Wood River Junction is a small village in the town of Richmond, Rhode Island, Washington County, Rhode Island, in the United States. It is home to the Chariho school district's main campus and is otherwise largely turf farms.

Geography
Wood River Junction is commonly considered by locals to be one of the coldest locations in the state of Rhode Island, due to its low-lying and flat geography. It is the home of Meadowbrook Pond, also known as Wood River Pond, a popular fishing area. It is surrounded by two rivers: the Wood River and Pawcatuck River.

History

Overview
The village was the site of Wood River Junction station, originally known as Richmond Switch. The Wood River Branch Railroad was chartered in 1872 and completed in 1874. The name was changed in April 1874. The six-mile branch line was built to provide service from the Hope Valley to the main line of the New York, Providence and Boston Railroad and was only six miles long. The New York, New Haven and Hartford Railroad took over operation of the Branch in 1892 and eventually abandoned it on August 8, 1947. The main line continues in operation today as Amtrak's Northeast Corridor.

Criticality accident
On 24 July 1964, a fatal criticality accident occurred at the United Nuclear Corporation Wood River Junction nuclear facility.
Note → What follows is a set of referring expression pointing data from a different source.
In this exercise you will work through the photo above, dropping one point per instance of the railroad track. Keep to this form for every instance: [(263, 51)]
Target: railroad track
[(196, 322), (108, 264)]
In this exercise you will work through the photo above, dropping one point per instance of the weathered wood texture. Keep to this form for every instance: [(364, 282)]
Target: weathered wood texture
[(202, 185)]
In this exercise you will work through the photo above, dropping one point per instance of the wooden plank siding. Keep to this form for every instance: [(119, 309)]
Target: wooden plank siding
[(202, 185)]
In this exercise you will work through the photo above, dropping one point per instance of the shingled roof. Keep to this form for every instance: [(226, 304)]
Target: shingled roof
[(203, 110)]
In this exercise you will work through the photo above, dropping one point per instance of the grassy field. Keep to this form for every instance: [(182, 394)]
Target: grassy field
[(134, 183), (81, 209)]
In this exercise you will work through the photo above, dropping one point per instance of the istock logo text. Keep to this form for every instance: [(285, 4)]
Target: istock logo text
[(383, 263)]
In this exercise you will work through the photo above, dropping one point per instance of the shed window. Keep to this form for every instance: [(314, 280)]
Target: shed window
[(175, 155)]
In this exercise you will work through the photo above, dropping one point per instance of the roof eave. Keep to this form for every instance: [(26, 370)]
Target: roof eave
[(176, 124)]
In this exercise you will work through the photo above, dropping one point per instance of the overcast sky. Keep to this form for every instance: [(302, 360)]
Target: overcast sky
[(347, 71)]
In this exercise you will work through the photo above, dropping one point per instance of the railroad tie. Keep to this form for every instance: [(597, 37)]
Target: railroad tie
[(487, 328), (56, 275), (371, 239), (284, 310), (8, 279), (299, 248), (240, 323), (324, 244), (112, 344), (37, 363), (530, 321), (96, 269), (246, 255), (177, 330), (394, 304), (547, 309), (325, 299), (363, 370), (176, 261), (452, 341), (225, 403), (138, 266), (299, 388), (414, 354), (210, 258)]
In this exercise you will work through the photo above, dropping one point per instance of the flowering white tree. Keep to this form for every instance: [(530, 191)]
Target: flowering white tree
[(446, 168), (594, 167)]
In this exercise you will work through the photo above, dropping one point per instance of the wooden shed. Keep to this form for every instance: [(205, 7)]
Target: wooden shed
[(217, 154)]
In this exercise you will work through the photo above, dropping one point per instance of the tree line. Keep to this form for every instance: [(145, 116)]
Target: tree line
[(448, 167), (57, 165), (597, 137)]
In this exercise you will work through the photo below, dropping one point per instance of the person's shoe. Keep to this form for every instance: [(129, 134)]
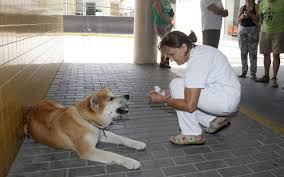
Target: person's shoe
[(164, 65), (242, 75), (274, 82), (253, 77), (216, 124), (264, 79), (187, 139)]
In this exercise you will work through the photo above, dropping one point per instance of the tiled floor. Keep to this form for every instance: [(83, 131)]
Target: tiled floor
[(245, 148)]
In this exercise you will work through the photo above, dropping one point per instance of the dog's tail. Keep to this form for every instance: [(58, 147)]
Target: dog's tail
[(27, 120)]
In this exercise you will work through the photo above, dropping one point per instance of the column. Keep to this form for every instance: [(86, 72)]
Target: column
[(145, 40)]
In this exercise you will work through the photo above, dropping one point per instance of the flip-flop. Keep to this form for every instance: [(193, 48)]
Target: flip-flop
[(215, 126), (187, 139)]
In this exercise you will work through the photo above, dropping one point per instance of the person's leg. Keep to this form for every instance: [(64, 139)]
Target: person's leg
[(243, 45), (276, 63), (252, 48), (211, 37), (191, 132), (277, 49), (265, 48), (162, 31)]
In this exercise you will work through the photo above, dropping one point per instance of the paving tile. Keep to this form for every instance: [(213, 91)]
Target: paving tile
[(67, 163), (197, 150), (46, 173), (225, 153), (188, 159), (151, 164), (278, 172), (204, 174), (234, 171), (178, 170), (240, 160), (87, 171), (209, 165), (261, 174), (218, 155), (146, 173), (263, 166)]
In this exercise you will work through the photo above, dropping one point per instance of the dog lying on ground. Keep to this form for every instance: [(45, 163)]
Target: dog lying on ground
[(81, 126)]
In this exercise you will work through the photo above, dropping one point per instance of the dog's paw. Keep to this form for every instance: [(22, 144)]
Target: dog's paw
[(133, 164)]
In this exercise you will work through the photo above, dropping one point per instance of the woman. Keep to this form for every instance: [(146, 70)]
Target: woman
[(248, 37), (162, 23), (271, 38), (208, 94)]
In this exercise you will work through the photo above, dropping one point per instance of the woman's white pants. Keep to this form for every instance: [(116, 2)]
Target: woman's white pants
[(213, 101)]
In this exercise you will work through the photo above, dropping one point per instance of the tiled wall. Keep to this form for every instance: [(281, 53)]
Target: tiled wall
[(31, 51)]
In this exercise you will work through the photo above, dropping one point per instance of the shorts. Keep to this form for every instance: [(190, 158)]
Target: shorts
[(211, 37), (271, 43), (163, 30)]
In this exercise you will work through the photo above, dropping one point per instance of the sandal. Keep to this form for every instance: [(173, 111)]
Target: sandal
[(187, 139), (275, 83), (264, 79), (215, 125)]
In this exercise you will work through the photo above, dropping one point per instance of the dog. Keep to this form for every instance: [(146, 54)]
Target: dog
[(81, 126)]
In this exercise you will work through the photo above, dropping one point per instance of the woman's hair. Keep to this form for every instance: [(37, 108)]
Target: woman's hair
[(175, 39)]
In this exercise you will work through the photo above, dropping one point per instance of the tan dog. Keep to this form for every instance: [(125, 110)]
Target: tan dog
[(80, 127)]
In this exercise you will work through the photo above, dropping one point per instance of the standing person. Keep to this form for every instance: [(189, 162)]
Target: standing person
[(208, 94), (212, 12), (248, 37), (271, 37), (163, 15)]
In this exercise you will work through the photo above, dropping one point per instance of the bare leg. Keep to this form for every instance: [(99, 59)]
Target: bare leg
[(266, 62), (276, 63)]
This facility was designed to recover highly enriched uranium in scrap material from fuel element production. Technician Robert Peabody was working with a tank containing radioactive uranium-235 in a sodium carbonate solution, which was being agitated by a stirrer. Intending to add a bottle of trichloroethane to remove organics, he mistakenly added a bottle of uranium solution to the tank, producing a criticality excursion accompanied by a flash of light and the splashing of about 20% of the tank's contents (about  out of , including the bottle contents) out of the tank.

This criticality exposed the 37-year-old Peabody to a fatal radiation dose of "more than 700 rem", which is 7 Sv. He died 49 hours after the incident.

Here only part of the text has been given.